I do not know, you will not give monthly updates given there is no revenue guidance. Given we can see that it started off really well in April, you're not going to tell us how May or June's going, possibly for another six months. Are we waiting another six months until the next update?
No, Laf, remember the AGMs in August.
Okay. All right. Just my final question. One of the things, comments you said around the board, board being very confident in the strategy that you have. You've got net cash over $50 million. Typically, when a board's very confident in their strategy and your share price is on its knees, they aren't shying away from a buyback, particularly with a really strong balance sheet. There's no need to be paying off the little balance of debt you've got left. Why isn't the board, if it's got confidence, backing its own confidence and strategy with a buyback?
Yeah. We do need the cash to do the organic growth strategy. The buyback. Also, the other thing to note, Laf, in this volatile market, cash is king, okay? Cash is absolutely critical. There was another competitor on the London markets that got on the wrong side of that and had huge troubles on margin calls, everything else. At the moment, cash is king, especially in these volatile markets, which is one of the reasons why we've said that we're not continuing the buyback in the first half. One, it's a volatility and may preserve the cash. Two, we want to invest in organic growth, which is great. If we could do both, we will. We'll consider that as we go.
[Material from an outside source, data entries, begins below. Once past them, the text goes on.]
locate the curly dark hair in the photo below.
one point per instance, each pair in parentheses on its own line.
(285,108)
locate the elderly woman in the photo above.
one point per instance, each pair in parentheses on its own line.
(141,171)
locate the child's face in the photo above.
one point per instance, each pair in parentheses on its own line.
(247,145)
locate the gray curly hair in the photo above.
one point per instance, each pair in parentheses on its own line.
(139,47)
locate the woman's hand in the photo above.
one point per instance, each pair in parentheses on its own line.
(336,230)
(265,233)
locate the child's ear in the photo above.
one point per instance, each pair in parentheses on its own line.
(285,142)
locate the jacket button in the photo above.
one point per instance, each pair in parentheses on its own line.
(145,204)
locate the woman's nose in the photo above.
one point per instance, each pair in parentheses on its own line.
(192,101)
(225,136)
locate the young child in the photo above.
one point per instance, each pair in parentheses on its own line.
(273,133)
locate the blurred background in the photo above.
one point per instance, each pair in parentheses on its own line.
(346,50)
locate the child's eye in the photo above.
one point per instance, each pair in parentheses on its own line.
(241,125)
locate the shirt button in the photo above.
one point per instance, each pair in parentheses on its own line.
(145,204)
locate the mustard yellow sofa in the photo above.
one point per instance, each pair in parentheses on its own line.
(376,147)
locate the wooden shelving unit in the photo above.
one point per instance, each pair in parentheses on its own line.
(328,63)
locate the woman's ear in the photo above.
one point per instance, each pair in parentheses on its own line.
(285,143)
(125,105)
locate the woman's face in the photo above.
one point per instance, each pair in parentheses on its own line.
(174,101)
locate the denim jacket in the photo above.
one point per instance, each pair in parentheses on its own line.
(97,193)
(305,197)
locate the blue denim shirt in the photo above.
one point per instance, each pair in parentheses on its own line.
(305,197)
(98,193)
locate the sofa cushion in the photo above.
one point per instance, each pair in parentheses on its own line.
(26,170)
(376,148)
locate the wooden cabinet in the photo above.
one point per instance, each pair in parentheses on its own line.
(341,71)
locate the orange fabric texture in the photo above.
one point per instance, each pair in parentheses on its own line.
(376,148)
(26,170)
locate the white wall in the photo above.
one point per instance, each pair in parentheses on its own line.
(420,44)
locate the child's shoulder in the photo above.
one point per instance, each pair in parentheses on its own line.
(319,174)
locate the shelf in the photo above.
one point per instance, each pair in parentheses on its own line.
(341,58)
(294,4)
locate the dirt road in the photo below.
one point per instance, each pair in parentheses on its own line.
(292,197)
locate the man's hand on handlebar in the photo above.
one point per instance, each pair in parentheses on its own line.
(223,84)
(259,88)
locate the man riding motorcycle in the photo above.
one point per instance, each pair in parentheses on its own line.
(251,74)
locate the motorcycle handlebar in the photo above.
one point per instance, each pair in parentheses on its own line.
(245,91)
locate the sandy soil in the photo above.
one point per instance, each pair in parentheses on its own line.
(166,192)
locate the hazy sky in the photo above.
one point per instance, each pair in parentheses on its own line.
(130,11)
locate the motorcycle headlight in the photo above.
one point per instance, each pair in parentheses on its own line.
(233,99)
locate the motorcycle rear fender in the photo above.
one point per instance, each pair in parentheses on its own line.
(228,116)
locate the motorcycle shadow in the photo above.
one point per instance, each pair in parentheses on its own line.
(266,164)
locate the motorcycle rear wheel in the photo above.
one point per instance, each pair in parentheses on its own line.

Also, we've got that debt to pay back, which does come current next financial year.
We are considering all options, but really, at the moment, the reason for the no buyback is really for those volatile markets, conserve the cash, make sure we've got lots of cash. If the markets go volatile again, we want to be able to post that collateral, keep trading. Others weren't able to do that in the last few months.
Selena, you've prepaid a stack of debt, over $50 million in the last three years. What metrics? Most financials give us metrics that we can use to work out what's a healthy buffer. Whereas you guys have $50 million net cash, I mean, how much buffer do you need, right? Why can't you give us some metrics that we can use to go, "All right, that's enough." They're out there at their buffer of what we consider a reasonable amount. I mean, markets are volatile all the time, and you're in the business of this. Can you give us some guidelines, perhaps, because we see it as huge?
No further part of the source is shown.